2017 HSR&D/QUERI National Conference
2004 — Improving the Reach and Impact of Behavioral Treatment for Obesity: To Tailor or Not to Tailor
Lead/Presenter: Laura Damschroder, COIN - Ann Arbor
All Authors: Damschroder LJ (Ann Arbor Center for Clinical Management Research (CCMR))
Raffa S (VHA National Center for Health Promotion and Disease Prevention)
Cohen AN (VA HSR&D Center for Healthcare Innovation, Implementation and Policy)
Moin T (VA HSR&D Center for Healthcare Innovation, Implementation and Policy)
Brief description of panelists:
The panelists are committed to improving the reach and impact of behavioral interventions for obesity in order to lessen premature mortality and healthcare costs. Dr. Susan Raffa is VHA's National Program Director for Weight Management and is instrumental in developing guidance for implementation of MOVE!(TM) Weight Management Program for Veterans.. Dr. Amy Cohen will present data supporting the development, implementation, and impact of a tailored MOVE! program for Veterans with serious mental illness; Dr. Tannaz Moin will present data supporting the implementation and impact of a tailored weight management program to prevent diabetes in female Veterans; Ms. Laura Damschroder will moderate this panel and brings in-depth experience with multiple weight management programs including MOVE! and implementation of such programs.

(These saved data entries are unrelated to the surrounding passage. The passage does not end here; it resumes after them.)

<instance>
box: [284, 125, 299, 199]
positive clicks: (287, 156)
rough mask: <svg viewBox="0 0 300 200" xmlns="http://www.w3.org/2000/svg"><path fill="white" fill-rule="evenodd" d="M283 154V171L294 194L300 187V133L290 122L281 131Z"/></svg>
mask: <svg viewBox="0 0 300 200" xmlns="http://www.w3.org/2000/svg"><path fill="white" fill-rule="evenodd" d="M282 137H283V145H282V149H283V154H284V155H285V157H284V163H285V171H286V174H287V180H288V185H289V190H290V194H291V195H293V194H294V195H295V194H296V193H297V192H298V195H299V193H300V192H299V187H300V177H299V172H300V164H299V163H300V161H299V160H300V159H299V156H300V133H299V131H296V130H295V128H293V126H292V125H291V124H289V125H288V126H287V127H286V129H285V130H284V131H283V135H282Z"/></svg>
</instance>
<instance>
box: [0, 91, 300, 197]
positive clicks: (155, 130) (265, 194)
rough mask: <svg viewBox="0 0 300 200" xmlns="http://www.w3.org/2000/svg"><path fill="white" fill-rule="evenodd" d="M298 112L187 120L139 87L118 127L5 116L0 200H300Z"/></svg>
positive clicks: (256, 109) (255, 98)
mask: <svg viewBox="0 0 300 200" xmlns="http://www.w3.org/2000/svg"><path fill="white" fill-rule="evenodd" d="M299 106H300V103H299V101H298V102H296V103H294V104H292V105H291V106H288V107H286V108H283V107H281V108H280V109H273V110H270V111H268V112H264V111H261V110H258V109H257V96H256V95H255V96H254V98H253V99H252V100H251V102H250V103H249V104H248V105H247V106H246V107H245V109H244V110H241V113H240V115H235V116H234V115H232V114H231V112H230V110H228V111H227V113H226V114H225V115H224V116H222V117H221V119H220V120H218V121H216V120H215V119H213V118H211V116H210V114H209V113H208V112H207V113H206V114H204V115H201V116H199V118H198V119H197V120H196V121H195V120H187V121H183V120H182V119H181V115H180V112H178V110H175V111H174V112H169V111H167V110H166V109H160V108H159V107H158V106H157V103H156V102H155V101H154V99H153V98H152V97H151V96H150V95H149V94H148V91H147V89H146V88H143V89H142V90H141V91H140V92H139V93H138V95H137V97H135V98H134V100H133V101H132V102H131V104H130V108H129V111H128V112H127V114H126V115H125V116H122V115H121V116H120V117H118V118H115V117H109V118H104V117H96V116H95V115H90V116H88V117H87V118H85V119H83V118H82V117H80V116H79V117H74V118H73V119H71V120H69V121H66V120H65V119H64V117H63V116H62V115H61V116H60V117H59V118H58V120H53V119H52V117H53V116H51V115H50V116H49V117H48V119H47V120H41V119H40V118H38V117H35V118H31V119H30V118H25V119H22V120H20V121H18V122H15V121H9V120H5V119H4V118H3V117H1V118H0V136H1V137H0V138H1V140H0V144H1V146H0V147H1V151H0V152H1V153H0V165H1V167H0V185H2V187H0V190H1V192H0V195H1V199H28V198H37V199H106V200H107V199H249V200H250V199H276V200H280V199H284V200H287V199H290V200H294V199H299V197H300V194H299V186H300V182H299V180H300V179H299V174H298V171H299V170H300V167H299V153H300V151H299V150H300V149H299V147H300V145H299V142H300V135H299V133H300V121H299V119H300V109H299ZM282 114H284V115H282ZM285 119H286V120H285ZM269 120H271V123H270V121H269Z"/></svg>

Description of the question or issue that will be discussed:
Behavioral treatment for obesity, MOVE!, has been implemented VA-wide but certain populations may require more tailored support in order to engage, utilize, and benefit from the treatment. The ongoing argument, which will be discussed in this panel, is whether there is advantage to the organization and/or the Veteran population for further tailoring in the context of an existing disseminated treatment program, MOVE!. The panel will provide evidence for, against, and under what circumstances to consider tailoring and generate provocative discussion with participants. This challenging question also applies widely to interventions other than MOVE! that have been disseminated and maintained at high cost to the organization but may not be utilized at a high rate, often resulting in muted impact on Veteran outcomes.
Significance—Description of why the issue is important for Veterans, VA, and the audience:
Overweight/obesity is highly prevalent among Veterans and contributes to premature death from obesity-related illness such as diabetes and cardiovascular disease. Although MOVE! has been disseminated in VA, it is underutilized and may need to be tailored in order to improve reach and outcomes. Understanding when tailoring is or is not valuable and for which specific subpopulations is essential to inform policy-making, decisions about whether to scale-up and spread, and guidance for frontline implementations, all of which are aimed at having greatest impact on Veteran health and well-being.